RD Sharma Class 7 Solutions Chapter 1 Ex 1.4 PDF Free Download

RD Sharma Solutions Class 7 Chapter 1 Exercise 1.4

Exercise 1.4

Simplify each of the following:

(i) \(3-(5-6\div 3)\)

Solution:

\(3-(5-6\div 3)\)

= 3 – (5 – 2)

= 3 – 3

= 0

(ii) \(-25+14\div (5-3)\)

Solution:

\(-25+14\div (5-3)\) = \(-25+14\div (2)\)

= \(-25+\frac{14}{2}\)

= –25 + 7

= –18

(iii) \(25-\frac{1}{2}(5+4-(3+2-\overline{1+3}))\)

Solution:

\(25-\frac{1}{2}[5+4-(3+2-\overline{1+3})]\)

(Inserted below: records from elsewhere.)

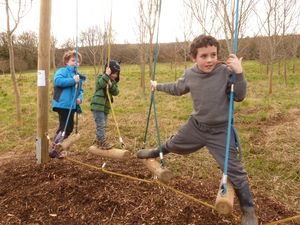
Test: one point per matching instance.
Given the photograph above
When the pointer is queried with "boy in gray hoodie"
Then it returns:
(208, 82)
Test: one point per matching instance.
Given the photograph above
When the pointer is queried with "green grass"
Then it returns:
(267, 124)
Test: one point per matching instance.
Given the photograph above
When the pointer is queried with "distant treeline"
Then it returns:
(257, 48)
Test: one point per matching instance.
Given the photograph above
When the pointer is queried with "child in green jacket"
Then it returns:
(100, 105)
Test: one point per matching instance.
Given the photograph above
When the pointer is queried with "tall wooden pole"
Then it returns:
(42, 140)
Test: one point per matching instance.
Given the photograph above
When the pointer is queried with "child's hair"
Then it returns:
(202, 41)
(69, 54)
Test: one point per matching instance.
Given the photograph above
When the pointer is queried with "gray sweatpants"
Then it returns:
(192, 136)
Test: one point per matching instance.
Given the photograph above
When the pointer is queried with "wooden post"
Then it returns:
(113, 153)
(42, 140)
(224, 203)
(163, 174)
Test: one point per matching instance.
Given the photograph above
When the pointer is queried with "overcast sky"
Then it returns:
(124, 19)
(95, 12)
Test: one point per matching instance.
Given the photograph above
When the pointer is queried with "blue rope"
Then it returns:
(76, 85)
(231, 106)
(156, 51)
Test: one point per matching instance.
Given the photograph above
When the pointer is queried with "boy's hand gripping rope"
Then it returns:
(231, 106)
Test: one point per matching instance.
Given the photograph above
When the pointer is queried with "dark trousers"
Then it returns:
(63, 116)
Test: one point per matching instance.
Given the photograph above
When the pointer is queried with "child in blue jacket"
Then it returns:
(67, 97)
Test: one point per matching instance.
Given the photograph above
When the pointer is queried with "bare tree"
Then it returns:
(69, 44)
(216, 15)
(27, 44)
(53, 51)
(276, 22)
(92, 41)
(142, 47)
(203, 13)
(22, 8)
(149, 16)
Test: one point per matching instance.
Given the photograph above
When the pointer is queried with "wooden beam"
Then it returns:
(113, 153)
(224, 202)
(42, 140)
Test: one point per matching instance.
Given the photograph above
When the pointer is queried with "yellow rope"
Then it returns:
(107, 88)
(149, 182)
(293, 218)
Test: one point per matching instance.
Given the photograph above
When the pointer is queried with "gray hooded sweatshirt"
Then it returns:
(208, 91)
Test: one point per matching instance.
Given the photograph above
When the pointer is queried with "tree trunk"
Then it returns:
(14, 80)
(285, 71)
(270, 73)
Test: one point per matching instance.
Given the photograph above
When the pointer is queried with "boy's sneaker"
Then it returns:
(104, 144)
(55, 154)
(147, 153)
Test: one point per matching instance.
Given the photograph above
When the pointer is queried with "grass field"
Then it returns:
(268, 125)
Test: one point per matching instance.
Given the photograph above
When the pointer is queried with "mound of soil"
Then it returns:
(66, 192)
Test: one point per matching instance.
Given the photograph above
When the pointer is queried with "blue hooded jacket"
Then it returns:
(64, 88)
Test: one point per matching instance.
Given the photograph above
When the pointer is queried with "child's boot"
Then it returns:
(54, 153)
(150, 153)
(247, 206)
(104, 144)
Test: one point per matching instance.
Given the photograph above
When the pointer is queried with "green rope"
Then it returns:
(152, 102)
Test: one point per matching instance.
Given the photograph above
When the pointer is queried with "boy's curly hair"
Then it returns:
(70, 54)
(202, 41)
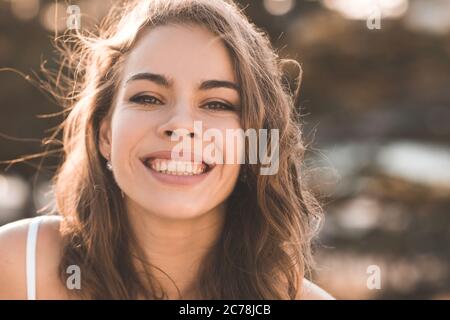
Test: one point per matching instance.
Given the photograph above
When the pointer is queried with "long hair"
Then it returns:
(264, 249)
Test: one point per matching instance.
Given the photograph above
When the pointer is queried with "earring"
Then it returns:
(243, 176)
(108, 164)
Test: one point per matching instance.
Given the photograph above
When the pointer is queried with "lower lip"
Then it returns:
(176, 179)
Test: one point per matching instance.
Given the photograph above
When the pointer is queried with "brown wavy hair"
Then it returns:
(264, 250)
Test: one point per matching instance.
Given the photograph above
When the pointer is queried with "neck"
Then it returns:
(176, 246)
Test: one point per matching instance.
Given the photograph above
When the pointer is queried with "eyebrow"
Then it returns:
(165, 82)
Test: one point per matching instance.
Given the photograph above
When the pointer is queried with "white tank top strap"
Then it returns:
(31, 246)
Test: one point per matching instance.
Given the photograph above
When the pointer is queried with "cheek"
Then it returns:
(128, 128)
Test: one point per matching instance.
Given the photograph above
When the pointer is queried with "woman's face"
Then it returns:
(165, 87)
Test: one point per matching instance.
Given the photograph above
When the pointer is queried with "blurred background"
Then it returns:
(375, 100)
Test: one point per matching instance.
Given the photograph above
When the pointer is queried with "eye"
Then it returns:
(218, 106)
(145, 99)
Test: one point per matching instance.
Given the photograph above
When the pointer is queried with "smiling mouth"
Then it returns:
(177, 168)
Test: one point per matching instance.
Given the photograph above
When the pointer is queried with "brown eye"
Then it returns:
(217, 106)
(145, 99)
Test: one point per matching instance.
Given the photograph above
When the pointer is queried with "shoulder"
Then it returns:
(311, 291)
(13, 240)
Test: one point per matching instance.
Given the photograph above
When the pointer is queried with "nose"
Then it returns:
(180, 122)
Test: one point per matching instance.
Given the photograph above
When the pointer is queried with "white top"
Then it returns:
(31, 245)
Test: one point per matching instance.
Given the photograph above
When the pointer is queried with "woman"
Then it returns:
(132, 222)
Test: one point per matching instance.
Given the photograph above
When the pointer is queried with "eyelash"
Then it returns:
(139, 99)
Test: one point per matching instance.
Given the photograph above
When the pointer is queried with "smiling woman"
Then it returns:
(139, 223)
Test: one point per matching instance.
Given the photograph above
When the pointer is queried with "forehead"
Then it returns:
(182, 52)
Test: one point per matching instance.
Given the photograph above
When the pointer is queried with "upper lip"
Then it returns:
(185, 156)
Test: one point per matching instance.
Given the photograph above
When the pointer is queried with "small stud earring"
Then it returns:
(243, 176)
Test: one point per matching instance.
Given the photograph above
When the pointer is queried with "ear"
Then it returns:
(105, 137)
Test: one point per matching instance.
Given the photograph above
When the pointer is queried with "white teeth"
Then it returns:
(177, 167)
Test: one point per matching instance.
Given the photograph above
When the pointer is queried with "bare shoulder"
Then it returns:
(13, 240)
(311, 291)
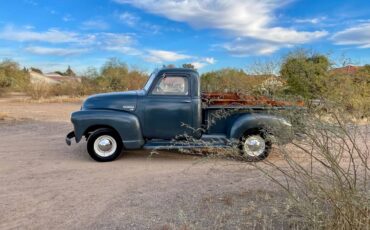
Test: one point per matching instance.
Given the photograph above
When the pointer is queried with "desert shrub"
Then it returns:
(12, 77)
(39, 90)
(326, 175)
(231, 80)
(305, 74)
(116, 76)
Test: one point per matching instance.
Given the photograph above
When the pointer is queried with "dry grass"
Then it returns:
(3, 116)
(330, 188)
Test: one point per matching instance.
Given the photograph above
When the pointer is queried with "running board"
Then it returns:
(207, 141)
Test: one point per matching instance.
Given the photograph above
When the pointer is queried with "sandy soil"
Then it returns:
(45, 184)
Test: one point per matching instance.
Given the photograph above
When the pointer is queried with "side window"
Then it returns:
(172, 85)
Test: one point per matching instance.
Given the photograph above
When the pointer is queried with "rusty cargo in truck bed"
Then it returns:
(170, 112)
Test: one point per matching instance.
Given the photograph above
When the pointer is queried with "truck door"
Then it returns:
(168, 107)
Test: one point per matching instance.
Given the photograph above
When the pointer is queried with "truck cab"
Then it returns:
(167, 113)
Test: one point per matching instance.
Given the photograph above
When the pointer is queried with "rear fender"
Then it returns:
(279, 127)
(125, 124)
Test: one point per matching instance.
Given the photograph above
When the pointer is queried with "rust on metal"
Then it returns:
(236, 99)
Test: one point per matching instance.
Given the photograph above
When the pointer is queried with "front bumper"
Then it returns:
(69, 137)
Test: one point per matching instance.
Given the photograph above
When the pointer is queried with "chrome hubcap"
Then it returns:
(105, 146)
(254, 145)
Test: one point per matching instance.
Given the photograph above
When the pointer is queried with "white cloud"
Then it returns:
(210, 60)
(55, 51)
(67, 18)
(129, 19)
(203, 62)
(310, 20)
(137, 23)
(358, 35)
(160, 56)
(51, 35)
(244, 18)
(95, 25)
(241, 47)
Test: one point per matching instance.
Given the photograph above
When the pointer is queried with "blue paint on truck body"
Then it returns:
(143, 118)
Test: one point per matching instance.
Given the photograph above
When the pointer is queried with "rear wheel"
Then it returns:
(255, 146)
(104, 145)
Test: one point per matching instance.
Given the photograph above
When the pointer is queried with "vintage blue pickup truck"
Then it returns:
(170, 112)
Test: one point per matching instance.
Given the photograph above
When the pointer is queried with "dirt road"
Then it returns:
(44, 184)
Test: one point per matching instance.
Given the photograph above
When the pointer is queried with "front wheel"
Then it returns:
(255, 146)
(104, 145)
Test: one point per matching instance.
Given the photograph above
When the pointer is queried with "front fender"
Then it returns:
(127, 125)
(277, 126)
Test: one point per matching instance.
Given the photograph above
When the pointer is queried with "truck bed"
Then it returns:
(236, 100)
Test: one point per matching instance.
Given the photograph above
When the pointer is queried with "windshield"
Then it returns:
(150, 81)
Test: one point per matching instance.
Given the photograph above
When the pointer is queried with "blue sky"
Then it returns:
(52, 34)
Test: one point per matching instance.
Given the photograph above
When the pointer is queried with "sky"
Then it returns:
(146, 34)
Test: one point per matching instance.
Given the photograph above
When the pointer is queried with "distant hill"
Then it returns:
(51, 78)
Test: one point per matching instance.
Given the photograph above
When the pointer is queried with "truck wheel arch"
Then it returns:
(93, 128)
(125, 124)
(256, 122)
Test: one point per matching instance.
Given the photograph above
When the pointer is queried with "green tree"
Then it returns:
(305, 74)
(69, 72)
(12, 76)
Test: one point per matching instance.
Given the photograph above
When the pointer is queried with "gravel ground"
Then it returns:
(45, 184)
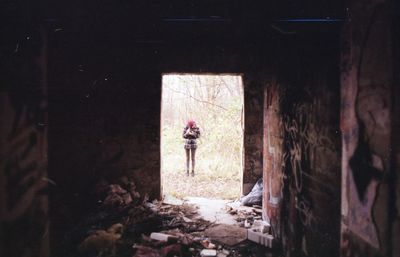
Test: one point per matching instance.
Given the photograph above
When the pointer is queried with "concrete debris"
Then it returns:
(163, 237)
(102, 241)
(259, 233)
(227, 234)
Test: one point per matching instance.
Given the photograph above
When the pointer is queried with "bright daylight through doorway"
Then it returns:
(215, 103)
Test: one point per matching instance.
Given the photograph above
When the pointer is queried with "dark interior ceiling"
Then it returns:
(177, 21)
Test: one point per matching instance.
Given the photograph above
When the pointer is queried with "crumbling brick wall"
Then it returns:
(368, 198)
(23, 143)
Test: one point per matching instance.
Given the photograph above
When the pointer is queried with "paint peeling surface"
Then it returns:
(23, 150)
(366, 128)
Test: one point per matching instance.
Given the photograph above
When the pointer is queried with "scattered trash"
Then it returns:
(127, 225)
(255, 196)
(208, 252)
(227, 234)
(102, 241)
(163, 237)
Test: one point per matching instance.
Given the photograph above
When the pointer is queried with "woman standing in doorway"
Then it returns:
(190, 133)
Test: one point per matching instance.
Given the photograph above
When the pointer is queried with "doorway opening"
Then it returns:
(215, 103)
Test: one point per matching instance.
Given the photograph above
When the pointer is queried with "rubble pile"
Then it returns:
(128, 225)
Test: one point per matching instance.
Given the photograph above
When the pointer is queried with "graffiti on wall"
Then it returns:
(23, 171)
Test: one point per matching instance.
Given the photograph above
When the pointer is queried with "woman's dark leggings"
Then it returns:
(190, 153)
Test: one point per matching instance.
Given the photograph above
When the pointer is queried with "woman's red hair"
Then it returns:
(191, 123)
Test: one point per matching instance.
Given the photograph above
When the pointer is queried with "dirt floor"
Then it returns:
(179, 185)
(127, 225)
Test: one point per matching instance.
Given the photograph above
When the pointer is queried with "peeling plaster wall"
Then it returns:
(367, 95)
(104, 119)
(302, 151)
(23, 143)
(104, 114)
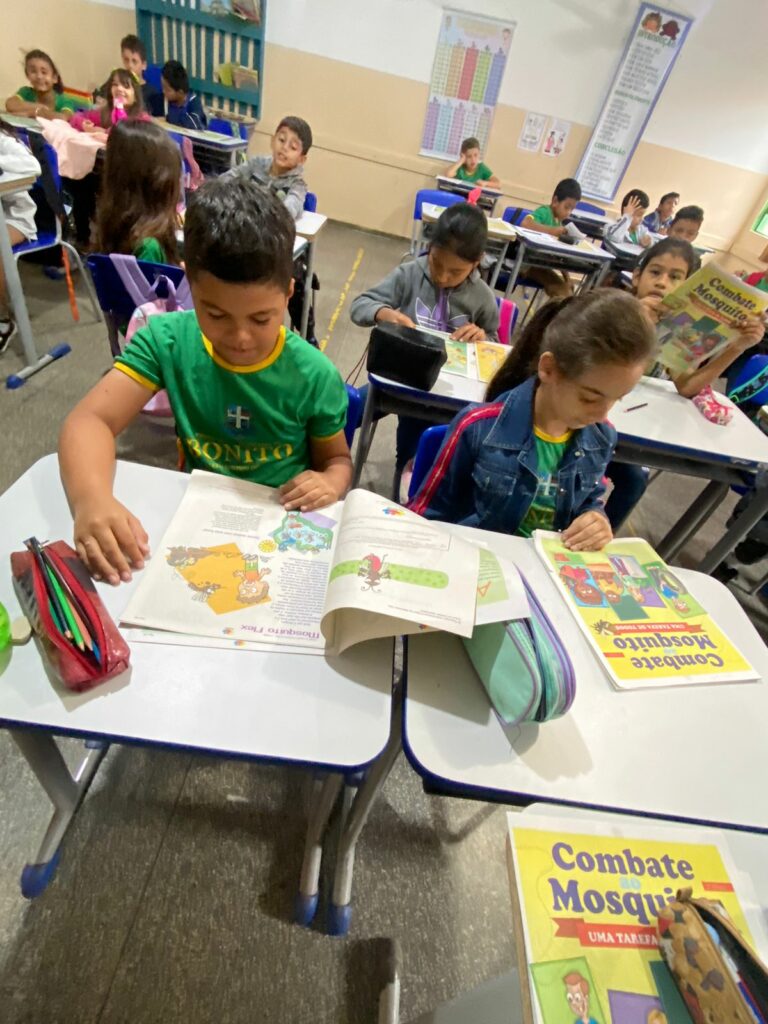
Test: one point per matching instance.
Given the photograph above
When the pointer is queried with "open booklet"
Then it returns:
(641, 621)
(237, 567)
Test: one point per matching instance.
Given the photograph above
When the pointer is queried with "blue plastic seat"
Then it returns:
(429, 444)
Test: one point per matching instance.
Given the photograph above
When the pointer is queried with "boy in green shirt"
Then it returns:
(549, 219)
(470, 168)
(250, 398)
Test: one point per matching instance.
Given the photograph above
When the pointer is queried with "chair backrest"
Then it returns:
(354, 413)
(429, 445)
(589, 207)
(434, 196)
(515, 214)
(507, 318)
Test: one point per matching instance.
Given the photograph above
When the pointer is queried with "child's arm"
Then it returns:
(381, 303)
(108, 538)
(327, 481)
(691, 383)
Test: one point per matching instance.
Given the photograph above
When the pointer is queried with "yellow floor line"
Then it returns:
(342, 300)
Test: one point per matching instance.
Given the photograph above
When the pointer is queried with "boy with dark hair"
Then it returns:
(184, 107)
(469, 167)
(549, 219)
(251, 399)
(283, 172)
(659, 220)
(687, 223)
(630, 227)
(133, 53)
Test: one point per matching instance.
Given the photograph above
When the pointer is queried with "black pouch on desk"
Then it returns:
(406, 355)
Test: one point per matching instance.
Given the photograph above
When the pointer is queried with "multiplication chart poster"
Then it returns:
(467, 76)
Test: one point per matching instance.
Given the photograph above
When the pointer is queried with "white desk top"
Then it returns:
(498, 228)
(469, 185)
(685, 753)
(329, 712)
(670, 421)
(310, 224)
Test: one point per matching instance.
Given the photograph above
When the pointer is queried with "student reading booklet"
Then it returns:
(701, 316)
(586, 896)
(642, 623)
(233, 564)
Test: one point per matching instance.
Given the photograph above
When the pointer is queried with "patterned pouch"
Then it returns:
(720, 978)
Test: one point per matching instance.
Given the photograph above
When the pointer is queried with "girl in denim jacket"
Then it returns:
(534, 457)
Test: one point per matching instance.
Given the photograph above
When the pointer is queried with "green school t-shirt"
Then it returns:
(150, 250)
(251, 422)
(480, 173)
(544, 215)
(60, 102)
(549, 455)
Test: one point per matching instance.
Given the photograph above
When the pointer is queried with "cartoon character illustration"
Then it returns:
(578, 994)
(180, 556)
(252, 589)
(373, 571)
(203, 590)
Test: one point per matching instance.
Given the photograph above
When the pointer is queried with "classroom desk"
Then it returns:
(34, 363)
(308, 226)
(499, 230)
(670, 433)
(603, 754)
(331, 713)
(488, 196)
(499, 1000)
(537, 249)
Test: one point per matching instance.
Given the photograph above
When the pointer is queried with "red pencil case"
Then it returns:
(74, 669)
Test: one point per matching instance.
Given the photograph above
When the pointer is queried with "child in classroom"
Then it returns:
(230, 370)
(140, 190)
(18, 211)
(660, 270)
(549, 219)
(133, 55)
(686, 223)
(630, 226)
(469, 166)
(441, 291)
(659, 220)
(43, 97)
(283, 171)
(184, 108)
(535, 455)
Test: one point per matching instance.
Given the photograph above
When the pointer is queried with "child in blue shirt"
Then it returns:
(184, 107)
(535, 455)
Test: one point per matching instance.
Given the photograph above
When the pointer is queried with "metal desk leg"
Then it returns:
(514, 273)
(66, 792)
(692, 519)
(307, 288)
(754, 512)
(366, 434)
(340, 910)
(35, 363)
(323, 805)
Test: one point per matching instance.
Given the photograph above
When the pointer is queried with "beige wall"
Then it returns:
(82, 38)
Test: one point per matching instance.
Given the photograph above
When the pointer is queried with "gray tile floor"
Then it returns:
(174, 896)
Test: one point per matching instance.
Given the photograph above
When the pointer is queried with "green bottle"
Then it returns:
(4, 628)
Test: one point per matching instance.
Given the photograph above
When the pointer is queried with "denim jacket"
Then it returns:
(485, 472)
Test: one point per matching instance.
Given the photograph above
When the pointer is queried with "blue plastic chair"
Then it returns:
(429, 444)
(115, 301)
(590, 207)
(354, 413)
(49, 240)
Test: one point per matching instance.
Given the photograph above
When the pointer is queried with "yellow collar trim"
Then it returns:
(254, 367)
(552, 439)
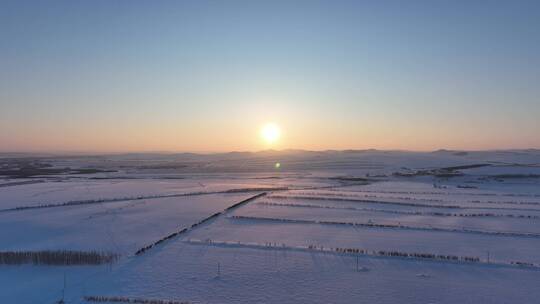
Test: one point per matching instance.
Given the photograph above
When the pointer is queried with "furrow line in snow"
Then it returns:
(389, 226)
(205, 220)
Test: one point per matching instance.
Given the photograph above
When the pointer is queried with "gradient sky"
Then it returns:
(205, 75)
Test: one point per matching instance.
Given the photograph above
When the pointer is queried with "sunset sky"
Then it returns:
(206, 76)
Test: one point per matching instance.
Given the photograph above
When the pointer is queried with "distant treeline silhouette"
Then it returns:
(59, 257)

= \(25-\frac{1}{2}[5+4-(5-4)]\)

= \(25-\frac{1}{2}[5+4-1]\)

= \(25-\frac{1}{2}[8]\)

= 25 – 4

= 21

(iv) \(27-[38-(46-(15-\overline {13-2}))]\)

Solution:

\(27-[38-(46-(15-\overline {13-2}))]\)

= \(27-[38-(46-(15-11))]\)

= 27 – [38 – (46 – 4)]

= 27 – [38 – 42]

= 27 – [–4]

= 27 + 4

= 31

(v)  36−[18−(14−(15−4÷2×2))]

Solution:

36−[18−(14−(15−4÷2×2))]

= 36−[18−(14−(15 – 2×2))]

= 36−[18−(14−(15 – 4))]

= 36 – [18 – (14 – 11)]

= 36 – [18 – 3]

= 36 – 15

= 21

(vi) \(45-[38-(60\div 3-(6-9\div 3)\div 3)]\)

Solution:

\(45-[38-(60\div 3-(6-9\div 3)\div 3)]\)

= \(45-[38-(20-(6-3)\div 3)]\)

= \(45-[38-(20-3\div 3)]\)

= 45 – [38 – (20 – 1)]

= 45 – [38 – 19]

= 45 – [19]

= 26

(vii) \(23-[23-(23-(23-\overline{23-23}))]\)

Solution:

\(23-[23-(23-(23-\overline{23-23}))]\)

= 23 – [23 – (23 – (23 – 0))]

= 23 – [23 – (23 – 23)]

= 23 – [23 – 0]

= 23 – 23

= 0

(viii) \(2550-[510-(270-(90-\overline{80+70}))]\)

Solution:

\(2550-[510-(270-(90-\overline{80+70}))]\)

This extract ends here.